Chances are you’ve tried to stop smoking in the past so you know that during your quit journey you may experience setbacks and hurdles. Just keep in mind though that many people have traveled this road and succeeded in becoming smoke free for good. You need to prepare yourself for any challenge; it’s helpful to know what you’re up against. Here are 5 common barriers to stop smoking and ways to help overcome them:
1 "It helps me to relax"
Smokers believe that smoking cigarettes helps them to relax. The reality is it revs you up – nicotine is a stimulant. Smoking also increases your heart rate and blood pressure, which in turn has a knock on effect in the stress levels in the body. Some of the relaxation you feel may just come from having a break or taking a few deep breaths so try some of these next time you feel stressed:
Take a deep breath in and out. Keep your eyes closed and concentrate on your breathing.
Get some fresh air. Even a 5-minute walk around the block can help you to gain some perspective.
Talk to a close friend or family member.
2 "I don’t want to put on weight"
Whilst it’s true that some smokers may notice an extra couple of kilos on the scales after quitting, not everyone gains weight. The health benefits from stop smoking would far surpass any possible weight gain. If you are worried about how you may look, just remember that by quitting smoking your skin colour improves and you will develop fewer wrinkles. You will lose those yellow tar stains on your fingers and teeth. You will no longer smell like an ashtray. If you’re still worried about weight gain, have a strategy in place:
On your old cigarette breaks, use that time to go for a walk with a co-worker or friend.
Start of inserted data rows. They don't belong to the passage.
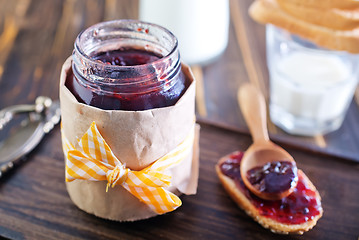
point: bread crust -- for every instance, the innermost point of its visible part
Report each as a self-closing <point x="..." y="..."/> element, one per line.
<point x="275" y="226"/>
<point x="268" y="11"/>
<point x="334" y="18"/>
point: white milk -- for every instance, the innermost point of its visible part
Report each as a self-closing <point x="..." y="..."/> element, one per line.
<point x="201" y="26"/>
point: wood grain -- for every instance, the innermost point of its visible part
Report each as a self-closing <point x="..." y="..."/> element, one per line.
<point x="37" y="36"/>
<point x="34" y="203"/>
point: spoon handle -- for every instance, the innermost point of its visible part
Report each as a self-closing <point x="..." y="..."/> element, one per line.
<point x="253" y="107"/>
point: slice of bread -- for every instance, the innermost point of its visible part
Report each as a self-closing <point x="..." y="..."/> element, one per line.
<point x="244" y="203"/>
<point x="344" y="4"/>
<point x="334" y="18"/>
<point x="268" y="11"/>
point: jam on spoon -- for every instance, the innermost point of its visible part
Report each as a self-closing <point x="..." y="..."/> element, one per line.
<point x="298" y="207"/>
<point x="270" y="181"/>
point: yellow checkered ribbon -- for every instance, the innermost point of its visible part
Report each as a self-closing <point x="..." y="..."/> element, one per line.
<point x="95" y="161"/>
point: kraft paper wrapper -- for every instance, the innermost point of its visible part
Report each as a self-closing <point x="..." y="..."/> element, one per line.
<point x="137" y="138"/>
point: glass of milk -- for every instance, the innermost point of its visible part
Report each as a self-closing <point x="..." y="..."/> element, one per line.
<point x="311" y="88"/>
<point x="201" y="26"/>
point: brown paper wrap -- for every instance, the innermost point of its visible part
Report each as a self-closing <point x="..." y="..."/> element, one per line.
<point x="137" y="138"/>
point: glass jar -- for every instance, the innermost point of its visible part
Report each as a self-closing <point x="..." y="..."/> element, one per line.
<point x="126" y="65"/>
<point x="311" y="87"/>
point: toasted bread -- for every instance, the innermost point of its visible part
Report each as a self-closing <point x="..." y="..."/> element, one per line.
<point x="344" y="4"/>
<point x="334" y="18"/>
<point x="243" y="202"/>
<point x="268" y="11"/>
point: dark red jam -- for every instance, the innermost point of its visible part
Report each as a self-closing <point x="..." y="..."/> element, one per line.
<point x="132" y="99"/>
<point x="273" y="177"/>
<point x="300" y="206"/>
<point x="126" y="57"/>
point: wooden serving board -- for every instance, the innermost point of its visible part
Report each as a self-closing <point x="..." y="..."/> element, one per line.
<point x="34" y="203"/>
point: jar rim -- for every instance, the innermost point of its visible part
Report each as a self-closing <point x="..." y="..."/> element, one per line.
<point x="124" y="22"/>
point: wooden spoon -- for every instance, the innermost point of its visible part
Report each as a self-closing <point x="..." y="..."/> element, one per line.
<point x="262" y="151"/>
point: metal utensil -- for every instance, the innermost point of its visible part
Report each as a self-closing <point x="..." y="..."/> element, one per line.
<point x="36" y="120"/>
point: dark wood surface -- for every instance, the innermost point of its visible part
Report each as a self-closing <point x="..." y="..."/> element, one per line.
<point x="36" y="36"/>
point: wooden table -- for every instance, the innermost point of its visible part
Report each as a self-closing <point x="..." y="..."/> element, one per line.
<point x="35" y="39"/>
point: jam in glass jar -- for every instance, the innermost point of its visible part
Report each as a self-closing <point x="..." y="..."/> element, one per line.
<point x="126" y="65"/>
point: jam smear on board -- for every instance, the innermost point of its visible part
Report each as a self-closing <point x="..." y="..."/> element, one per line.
<point x="273" y="177"/>
<point x="300" y="206"/>
<point x="114" y="99"/>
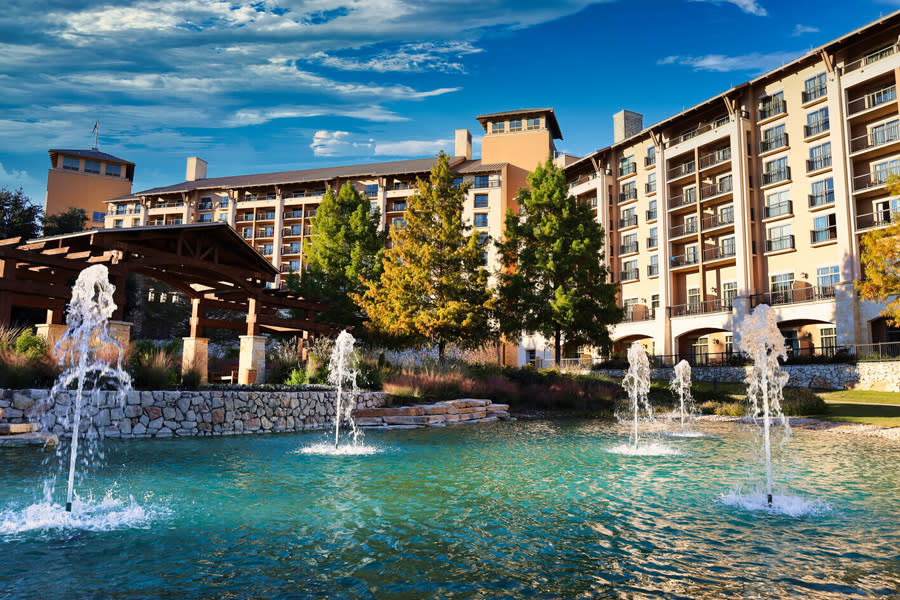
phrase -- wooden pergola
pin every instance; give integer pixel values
(210, 263)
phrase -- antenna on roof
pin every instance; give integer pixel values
(96, 132)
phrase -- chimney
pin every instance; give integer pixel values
(626, 124)
(463, 144)
(196, 169)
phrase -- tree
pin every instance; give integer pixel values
(880, 258)
(18, 216)
(553, 279)
(345, 250)
(71, 221)
(434, 284)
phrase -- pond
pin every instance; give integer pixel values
(536, 509)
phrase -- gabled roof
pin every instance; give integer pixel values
(397, 167)
(524, 113)
(95, 154)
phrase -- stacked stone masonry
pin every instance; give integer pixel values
(877, 376)
(213, 412)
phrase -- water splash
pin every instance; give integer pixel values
(85, 351)
(762, 341)
(681, 387)
(343, 369)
Snack smartly. Snacking is the main culprit for weight gain in any situation and smokers often find idle time they need to fill with something. Make sure you have healthy & nutritious snacks to hand.
Exercise. Not only can exercise reduce cravings and stress but it can also help to undo some of the damage done by smoking.
The best advice is to follow a sensible, low-fat diet, exercise regularly and accept that some weight gain is likely to occur. Focus on quitting as your number one priority and deal with any weight gain later once non-smoking has become firmly established.